Dead.

Colby dead, gone in a rain of bullets sprayed through the windshield of his car.

Larry, dead, victim of a sniper's well-placed bullet. Charlie morosely wondered how long it would take for people to realize that it was a bullet and not a simple misstep. If he had still been alive, Larry would have been irate over bystanders' inability to clearly observe what had occurred in front of them. Precision, he would say. That is paramount to good science. How can you accurately portray the heavens if you cannot accurately describe what you see?

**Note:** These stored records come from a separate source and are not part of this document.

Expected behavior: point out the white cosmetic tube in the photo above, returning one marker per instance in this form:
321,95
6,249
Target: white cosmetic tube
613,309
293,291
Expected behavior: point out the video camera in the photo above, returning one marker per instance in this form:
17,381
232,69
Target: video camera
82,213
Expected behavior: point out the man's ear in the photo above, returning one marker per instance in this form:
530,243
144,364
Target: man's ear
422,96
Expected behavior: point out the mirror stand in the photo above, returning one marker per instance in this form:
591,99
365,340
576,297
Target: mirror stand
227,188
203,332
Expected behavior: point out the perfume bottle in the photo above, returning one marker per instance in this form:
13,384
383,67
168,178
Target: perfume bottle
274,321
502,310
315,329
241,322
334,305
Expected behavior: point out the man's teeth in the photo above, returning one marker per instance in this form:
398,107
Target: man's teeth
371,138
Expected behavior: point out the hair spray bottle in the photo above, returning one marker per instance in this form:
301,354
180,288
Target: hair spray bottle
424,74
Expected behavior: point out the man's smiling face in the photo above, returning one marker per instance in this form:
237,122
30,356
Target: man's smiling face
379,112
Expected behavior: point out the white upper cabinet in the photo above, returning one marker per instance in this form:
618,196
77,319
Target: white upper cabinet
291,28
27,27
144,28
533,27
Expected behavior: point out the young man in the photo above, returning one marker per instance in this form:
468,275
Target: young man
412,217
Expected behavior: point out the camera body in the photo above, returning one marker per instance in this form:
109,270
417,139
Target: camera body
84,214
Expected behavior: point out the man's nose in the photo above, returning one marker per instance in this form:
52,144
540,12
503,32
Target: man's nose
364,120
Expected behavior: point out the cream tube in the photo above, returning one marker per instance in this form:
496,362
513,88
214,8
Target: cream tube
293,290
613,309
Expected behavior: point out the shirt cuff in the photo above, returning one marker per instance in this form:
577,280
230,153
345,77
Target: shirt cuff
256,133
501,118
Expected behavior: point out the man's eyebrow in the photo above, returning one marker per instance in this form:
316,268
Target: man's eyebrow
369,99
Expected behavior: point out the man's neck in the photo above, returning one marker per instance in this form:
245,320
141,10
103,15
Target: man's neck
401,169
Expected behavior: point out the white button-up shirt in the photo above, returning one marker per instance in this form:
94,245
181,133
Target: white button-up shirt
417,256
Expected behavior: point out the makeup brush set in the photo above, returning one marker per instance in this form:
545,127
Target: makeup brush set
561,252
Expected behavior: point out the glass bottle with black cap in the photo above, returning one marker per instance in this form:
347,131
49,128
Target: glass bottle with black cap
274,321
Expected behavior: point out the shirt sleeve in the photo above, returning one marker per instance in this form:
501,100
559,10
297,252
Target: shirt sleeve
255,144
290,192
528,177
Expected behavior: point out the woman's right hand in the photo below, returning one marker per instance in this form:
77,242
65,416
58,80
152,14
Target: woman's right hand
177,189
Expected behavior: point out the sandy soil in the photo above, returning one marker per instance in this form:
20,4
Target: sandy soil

And soon Charlie himself would be dead. He idly wondered how the terrorists would do it. A simple bullet to the back of the head? Maybe a knife? Whatever it would be, Charlie hoped it would be painless. When it came right down to it, he decided, he really wasn't all that brave. Not that he had any choice over the matter.

Even looking over what he was doing, he still couldn't acknowledge any bravery on his part. Charlie was a dead man walking, therefore his actions now didn't reflect heroism. Just simple logic. Save whoever could be saved. Charlie couldn't be saved. But perhaps he could save Amita, and his father, and the rest of the people who would be killed in a nuclear explosion here in the L.A. basin. And maybe even a bunch of other nameless, faceless people who would get caught up in the inevitable fallout, as well as the rest of the world trying to avoid World War III.

My, aren't we being grandiose? Preventing WWW III. Charlie snorted. Better settle for just Amita and Dad.

He was ready. This time, as Scarface walked in, there were no histrionics, no pleading for people's lives. Just a calmness that accepted whatever the rest of his short life would bring.

"You have decoded the message?"

"It's here." Charlie indicated the computer. Words, in English, decorated the screen.

Scarface looked at the message, noting the location of the nuclear material. "Good. Shut it off." He flipped open his cell. "Abdu? You have her in your sights?" Glance at Charlie. The mathematician kept his face stolid. "Keep watching her. If you do not hear from me in two hours, kill her. Understand?" He shut the phone down. "You will come with me, professor. If you are lying, the woman will die."


"Clean," Colby reported grimly. "The suspect's car outside your dad's place was stripped of anything resembling a clue. I mean, outside Charlie's place. Whatever. There was nothing there to lead us anywhere." He frowned, well aware of what that meant. "Maybe Forensics'll come up with something, with a little more time."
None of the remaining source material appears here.